A similar effort to map New York’s sidewalks ranks them from “very easy” to “impossible” for physical distancing. In general, the further a pavement was from Manhattan, the narrower it was. “I think it’s a clear indication of how as cities have grown, the attention to pedestrians has waned,” says Meli Harvey, who works at think tank Sidewalk Labs, and who created the map.

How will we keep our distance if there isn’t the space? Will there be traffic lights for pedestrians or one-way pavements? Can pedestrians and cyclists take back roads from cars? Will we walk single-file, two metres apart? Near where I live in north London, linear parks are turned into one-way passages, a kind of conveyor belt through greenery to avoid coming into contact with oncoming walkers.

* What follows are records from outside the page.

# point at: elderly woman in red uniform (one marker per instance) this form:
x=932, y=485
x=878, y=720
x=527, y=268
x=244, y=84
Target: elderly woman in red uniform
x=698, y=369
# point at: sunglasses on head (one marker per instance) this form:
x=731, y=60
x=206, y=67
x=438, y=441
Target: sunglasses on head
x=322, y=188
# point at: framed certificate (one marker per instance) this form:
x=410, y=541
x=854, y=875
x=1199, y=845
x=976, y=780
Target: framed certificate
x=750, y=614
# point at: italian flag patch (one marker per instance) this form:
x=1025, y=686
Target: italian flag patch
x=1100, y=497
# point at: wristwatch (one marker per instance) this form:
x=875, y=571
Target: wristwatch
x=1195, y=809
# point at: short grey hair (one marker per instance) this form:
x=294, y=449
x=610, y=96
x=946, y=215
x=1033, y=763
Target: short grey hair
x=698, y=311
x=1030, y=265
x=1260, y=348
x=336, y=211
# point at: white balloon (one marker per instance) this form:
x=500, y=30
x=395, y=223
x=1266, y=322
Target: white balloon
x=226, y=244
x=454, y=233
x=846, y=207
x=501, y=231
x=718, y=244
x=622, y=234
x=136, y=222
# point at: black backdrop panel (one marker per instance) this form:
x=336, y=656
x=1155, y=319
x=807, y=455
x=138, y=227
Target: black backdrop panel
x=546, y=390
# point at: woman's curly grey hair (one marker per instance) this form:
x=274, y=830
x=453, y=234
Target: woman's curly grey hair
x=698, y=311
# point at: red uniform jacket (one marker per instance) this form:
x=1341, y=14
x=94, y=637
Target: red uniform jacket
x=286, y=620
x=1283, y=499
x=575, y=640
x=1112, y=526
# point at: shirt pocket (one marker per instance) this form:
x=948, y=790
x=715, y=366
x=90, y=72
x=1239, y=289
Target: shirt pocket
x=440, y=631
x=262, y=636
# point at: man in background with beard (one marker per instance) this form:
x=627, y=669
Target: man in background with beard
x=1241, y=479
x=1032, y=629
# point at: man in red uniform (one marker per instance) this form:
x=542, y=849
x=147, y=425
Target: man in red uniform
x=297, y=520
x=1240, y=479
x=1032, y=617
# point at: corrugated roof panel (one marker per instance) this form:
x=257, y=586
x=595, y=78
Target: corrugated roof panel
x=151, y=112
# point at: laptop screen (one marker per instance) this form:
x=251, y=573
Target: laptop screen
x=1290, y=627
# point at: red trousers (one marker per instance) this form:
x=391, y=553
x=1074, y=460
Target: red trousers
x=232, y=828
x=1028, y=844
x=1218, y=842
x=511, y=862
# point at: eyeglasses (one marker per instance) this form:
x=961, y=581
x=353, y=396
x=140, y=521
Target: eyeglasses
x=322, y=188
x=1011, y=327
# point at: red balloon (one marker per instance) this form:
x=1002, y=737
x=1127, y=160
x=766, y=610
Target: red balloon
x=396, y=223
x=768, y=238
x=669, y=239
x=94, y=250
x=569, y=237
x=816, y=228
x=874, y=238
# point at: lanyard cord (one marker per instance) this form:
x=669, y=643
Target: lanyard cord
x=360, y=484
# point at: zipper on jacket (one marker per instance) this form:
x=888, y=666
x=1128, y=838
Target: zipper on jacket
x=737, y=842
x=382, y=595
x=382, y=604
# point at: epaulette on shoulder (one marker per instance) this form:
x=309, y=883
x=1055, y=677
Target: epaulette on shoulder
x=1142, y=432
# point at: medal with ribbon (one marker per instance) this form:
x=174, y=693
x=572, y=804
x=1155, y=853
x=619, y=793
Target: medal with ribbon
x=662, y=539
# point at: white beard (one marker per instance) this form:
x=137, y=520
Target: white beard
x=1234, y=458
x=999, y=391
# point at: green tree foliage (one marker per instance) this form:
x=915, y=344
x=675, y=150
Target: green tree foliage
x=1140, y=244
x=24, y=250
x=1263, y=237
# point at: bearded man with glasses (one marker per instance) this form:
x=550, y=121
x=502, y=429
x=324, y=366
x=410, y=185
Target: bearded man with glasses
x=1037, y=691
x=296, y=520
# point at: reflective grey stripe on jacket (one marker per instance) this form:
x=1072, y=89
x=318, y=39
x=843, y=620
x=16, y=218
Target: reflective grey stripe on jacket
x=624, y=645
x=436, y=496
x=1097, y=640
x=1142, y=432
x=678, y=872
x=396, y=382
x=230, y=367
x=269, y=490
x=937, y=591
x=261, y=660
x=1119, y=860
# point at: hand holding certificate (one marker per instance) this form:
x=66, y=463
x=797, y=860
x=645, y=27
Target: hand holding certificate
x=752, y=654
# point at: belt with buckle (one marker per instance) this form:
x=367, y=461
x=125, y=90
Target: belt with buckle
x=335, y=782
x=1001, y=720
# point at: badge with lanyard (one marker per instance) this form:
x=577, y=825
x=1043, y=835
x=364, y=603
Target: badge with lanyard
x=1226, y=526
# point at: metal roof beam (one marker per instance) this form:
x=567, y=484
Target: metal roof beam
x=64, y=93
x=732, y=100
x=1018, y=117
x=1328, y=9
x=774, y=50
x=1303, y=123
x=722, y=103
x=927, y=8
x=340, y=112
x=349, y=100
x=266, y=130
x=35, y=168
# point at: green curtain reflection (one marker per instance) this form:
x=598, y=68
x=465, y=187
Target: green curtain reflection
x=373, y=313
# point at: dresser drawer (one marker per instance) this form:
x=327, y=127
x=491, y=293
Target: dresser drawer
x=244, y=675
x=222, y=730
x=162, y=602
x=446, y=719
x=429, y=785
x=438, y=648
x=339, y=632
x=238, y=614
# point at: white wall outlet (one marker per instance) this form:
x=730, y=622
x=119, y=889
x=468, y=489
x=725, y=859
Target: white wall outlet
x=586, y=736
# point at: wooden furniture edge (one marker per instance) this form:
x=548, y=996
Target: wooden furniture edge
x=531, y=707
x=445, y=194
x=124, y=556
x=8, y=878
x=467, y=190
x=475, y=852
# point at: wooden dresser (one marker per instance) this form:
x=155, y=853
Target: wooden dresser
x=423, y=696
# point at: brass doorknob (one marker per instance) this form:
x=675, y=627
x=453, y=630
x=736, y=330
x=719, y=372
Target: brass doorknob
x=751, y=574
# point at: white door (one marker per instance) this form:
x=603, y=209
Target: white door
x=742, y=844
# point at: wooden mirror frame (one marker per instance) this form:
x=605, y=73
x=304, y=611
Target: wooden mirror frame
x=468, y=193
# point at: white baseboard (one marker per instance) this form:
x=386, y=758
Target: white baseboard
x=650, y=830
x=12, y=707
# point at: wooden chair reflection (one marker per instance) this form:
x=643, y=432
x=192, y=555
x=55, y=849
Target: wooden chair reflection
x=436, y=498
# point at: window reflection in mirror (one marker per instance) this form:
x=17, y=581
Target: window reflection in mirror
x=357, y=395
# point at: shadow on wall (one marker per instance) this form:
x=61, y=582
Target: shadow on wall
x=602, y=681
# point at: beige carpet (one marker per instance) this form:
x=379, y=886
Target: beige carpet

Hopefully this experience will prompt a new way of thinking about the places we live in. 

It’s already taking place in Europe. Paris is fast-tracking a new cycling superhighway to link the suburbs with the city. In Brussels, the city centre has given priority to walkers and cyclists and the speed limit has been reduced to 20 km/h (12.4 miles per hour). Pop-up bike lanes have been installed in Berlin. 

This summer in Milan, the city centre will be redesigned to give more than 22 miles of roads to pedestrians and cyclists. Our behaviour may have to change, too. The city is also planning to change the timings of the day, with school start times staggered and shops encouraged to stay open later as a way of making longer, but quieter, rush hours.